In summary, we have developed novel automated image analysis algorithms for measurement of subcellular biomarkers. We used this method to measure the relative distribution of Met in the membrane, nucleus, and cytoplasm in colon cancer patients and showed that the relative distribution of membrane to cytoplasm Met was a significant prognostic indicator in stage I and II colon cancer patients. This is the first report of an association with Met and colon cancer survival. This result was not found with conventional DAB staining and manually scored Met, demonstrating the power of automated image analysis and subcellular biomarker quantitation. Based on data reported here, it is temping to speculate that blocking the internalization of c-met may attenuate the malignant potential of tumor cells. Although our data, and those generate by others (41), may support such a theory, it is not clear if the distribution of Met is causal or correlative. Further studies on cultured cells and animal models are warranted to shed light on this mechanism.
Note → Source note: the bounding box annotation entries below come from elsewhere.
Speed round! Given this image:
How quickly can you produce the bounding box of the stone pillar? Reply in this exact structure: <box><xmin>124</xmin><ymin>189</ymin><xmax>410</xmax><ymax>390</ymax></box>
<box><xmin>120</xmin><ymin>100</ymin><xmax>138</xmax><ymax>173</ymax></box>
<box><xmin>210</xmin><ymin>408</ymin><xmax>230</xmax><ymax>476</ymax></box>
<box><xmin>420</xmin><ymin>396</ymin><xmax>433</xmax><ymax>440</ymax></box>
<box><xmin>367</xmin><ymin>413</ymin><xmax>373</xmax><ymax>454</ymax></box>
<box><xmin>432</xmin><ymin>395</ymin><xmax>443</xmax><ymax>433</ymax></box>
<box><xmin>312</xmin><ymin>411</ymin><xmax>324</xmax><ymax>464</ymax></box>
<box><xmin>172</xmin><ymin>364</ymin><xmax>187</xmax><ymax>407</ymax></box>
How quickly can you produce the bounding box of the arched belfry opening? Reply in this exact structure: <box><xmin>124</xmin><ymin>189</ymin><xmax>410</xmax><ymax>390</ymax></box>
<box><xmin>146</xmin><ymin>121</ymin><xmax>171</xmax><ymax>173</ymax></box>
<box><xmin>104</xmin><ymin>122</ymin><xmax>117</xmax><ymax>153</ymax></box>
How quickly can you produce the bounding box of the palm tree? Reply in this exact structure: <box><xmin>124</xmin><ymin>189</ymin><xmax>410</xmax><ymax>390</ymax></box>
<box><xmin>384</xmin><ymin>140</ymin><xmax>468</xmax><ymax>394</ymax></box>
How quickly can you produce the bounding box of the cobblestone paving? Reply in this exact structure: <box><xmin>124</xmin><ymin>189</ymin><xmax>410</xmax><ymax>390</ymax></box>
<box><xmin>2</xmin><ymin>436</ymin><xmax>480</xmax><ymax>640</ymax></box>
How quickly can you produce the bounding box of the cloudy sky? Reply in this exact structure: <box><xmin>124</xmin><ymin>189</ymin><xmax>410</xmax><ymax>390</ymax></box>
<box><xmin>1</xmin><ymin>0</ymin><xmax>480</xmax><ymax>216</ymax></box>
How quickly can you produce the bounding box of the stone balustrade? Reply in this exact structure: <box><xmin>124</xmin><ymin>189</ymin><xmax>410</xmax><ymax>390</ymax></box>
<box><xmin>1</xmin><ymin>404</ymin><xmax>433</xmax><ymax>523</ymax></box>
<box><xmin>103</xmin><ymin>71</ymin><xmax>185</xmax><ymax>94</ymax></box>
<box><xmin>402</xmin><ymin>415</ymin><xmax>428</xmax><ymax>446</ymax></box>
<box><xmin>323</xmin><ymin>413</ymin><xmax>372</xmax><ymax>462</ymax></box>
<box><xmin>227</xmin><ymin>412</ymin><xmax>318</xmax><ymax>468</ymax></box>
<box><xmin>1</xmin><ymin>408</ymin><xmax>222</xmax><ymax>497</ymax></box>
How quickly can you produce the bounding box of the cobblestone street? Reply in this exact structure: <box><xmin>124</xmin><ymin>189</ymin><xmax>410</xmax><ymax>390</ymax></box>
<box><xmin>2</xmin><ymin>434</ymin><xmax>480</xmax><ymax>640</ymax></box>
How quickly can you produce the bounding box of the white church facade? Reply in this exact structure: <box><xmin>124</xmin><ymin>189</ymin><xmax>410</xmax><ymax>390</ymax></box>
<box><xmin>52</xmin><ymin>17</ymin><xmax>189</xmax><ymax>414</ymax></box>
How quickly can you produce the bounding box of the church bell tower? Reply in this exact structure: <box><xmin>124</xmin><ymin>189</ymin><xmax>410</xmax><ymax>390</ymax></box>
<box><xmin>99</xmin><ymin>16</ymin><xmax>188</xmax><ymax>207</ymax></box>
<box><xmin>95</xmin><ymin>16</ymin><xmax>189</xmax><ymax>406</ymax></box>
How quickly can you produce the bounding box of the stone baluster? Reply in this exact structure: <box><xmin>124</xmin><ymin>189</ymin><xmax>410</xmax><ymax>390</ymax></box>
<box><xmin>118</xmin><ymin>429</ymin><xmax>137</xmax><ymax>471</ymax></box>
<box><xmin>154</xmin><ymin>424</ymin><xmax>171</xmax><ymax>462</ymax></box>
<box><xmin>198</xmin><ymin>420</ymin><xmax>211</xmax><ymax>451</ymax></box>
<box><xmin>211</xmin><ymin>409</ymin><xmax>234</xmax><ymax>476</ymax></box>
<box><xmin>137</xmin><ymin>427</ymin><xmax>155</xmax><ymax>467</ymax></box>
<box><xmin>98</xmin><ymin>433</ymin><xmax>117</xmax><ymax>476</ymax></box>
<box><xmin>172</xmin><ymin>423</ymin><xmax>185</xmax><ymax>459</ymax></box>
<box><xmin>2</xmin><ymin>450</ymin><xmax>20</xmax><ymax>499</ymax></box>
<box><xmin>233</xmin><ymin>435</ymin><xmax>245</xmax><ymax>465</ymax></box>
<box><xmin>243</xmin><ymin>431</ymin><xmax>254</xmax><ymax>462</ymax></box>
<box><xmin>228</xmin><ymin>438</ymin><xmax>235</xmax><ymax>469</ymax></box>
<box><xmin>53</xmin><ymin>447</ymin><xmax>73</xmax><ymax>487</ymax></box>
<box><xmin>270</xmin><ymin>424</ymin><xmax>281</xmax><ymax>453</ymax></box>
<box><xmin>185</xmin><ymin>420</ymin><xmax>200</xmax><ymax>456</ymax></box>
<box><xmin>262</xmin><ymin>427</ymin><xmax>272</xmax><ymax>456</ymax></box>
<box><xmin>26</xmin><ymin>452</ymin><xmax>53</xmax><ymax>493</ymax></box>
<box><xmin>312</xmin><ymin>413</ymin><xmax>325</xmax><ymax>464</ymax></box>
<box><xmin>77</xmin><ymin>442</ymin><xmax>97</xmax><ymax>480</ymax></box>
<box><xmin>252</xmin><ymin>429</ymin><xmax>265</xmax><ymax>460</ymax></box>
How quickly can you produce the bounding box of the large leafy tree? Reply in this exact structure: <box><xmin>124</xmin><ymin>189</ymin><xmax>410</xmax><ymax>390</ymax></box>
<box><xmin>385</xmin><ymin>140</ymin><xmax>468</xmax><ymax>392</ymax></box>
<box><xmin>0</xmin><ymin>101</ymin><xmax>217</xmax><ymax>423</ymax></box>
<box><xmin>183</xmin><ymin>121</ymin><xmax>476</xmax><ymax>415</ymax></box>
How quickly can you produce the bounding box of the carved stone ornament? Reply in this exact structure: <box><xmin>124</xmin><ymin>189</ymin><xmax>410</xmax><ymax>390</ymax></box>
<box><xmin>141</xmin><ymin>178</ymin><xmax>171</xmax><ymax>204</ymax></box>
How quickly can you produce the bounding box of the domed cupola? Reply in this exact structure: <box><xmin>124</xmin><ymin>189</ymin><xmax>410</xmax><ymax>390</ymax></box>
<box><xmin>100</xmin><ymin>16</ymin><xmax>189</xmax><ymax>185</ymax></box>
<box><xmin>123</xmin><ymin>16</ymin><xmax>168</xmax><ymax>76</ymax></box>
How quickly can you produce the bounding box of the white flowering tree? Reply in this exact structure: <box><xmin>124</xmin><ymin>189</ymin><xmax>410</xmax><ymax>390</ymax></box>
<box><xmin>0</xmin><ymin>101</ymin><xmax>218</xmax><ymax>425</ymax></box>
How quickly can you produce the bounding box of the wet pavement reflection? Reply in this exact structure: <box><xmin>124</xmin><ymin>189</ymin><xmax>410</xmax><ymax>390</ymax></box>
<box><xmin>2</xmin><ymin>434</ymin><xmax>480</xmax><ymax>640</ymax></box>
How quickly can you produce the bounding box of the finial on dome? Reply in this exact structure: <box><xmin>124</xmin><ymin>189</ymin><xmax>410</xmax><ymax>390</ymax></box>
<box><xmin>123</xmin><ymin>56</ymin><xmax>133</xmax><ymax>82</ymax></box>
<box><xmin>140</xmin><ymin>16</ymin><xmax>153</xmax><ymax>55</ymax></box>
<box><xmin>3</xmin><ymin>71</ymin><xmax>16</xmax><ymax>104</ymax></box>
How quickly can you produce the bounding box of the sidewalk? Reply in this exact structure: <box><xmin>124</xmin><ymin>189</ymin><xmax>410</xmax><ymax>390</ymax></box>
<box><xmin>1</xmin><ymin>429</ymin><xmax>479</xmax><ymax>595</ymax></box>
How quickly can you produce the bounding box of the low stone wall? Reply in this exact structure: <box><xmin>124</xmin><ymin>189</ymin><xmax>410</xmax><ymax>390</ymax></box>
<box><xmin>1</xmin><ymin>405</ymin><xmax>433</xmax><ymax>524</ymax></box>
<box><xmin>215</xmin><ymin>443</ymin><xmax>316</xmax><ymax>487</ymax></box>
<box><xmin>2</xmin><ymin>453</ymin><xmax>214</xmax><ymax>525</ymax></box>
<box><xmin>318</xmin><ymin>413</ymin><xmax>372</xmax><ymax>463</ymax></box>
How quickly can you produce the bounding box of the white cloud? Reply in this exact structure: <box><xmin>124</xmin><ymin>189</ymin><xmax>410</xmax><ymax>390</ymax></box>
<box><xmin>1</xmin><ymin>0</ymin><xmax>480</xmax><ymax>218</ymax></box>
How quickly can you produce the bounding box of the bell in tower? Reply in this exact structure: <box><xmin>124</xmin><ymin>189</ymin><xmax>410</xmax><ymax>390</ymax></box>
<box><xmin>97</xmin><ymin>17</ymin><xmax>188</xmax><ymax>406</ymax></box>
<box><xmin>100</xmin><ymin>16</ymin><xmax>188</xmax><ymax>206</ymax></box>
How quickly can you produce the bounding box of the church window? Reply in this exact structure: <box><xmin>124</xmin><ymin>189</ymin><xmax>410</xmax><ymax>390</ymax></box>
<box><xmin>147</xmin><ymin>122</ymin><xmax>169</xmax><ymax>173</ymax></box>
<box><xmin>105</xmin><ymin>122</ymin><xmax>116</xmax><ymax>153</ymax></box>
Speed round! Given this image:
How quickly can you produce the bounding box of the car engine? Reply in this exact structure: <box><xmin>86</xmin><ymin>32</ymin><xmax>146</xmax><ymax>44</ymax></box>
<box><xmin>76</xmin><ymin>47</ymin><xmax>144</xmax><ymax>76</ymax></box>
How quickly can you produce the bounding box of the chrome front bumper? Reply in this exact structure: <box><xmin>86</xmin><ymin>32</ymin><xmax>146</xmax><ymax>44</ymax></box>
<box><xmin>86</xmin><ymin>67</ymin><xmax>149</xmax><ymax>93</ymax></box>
Although the data reported is preliminary and validation is needed in additional patient groups, our approach may have potential value in the stratification of stage II colon cancer patients for adjuvant therapy. This technique also has broad applicability to measure the activation status of receptor kinases whose signaling is affected by cellular internalization.
Disclosure of Potential Conflicts of Interest
No potential conflicts of interest were disclosed.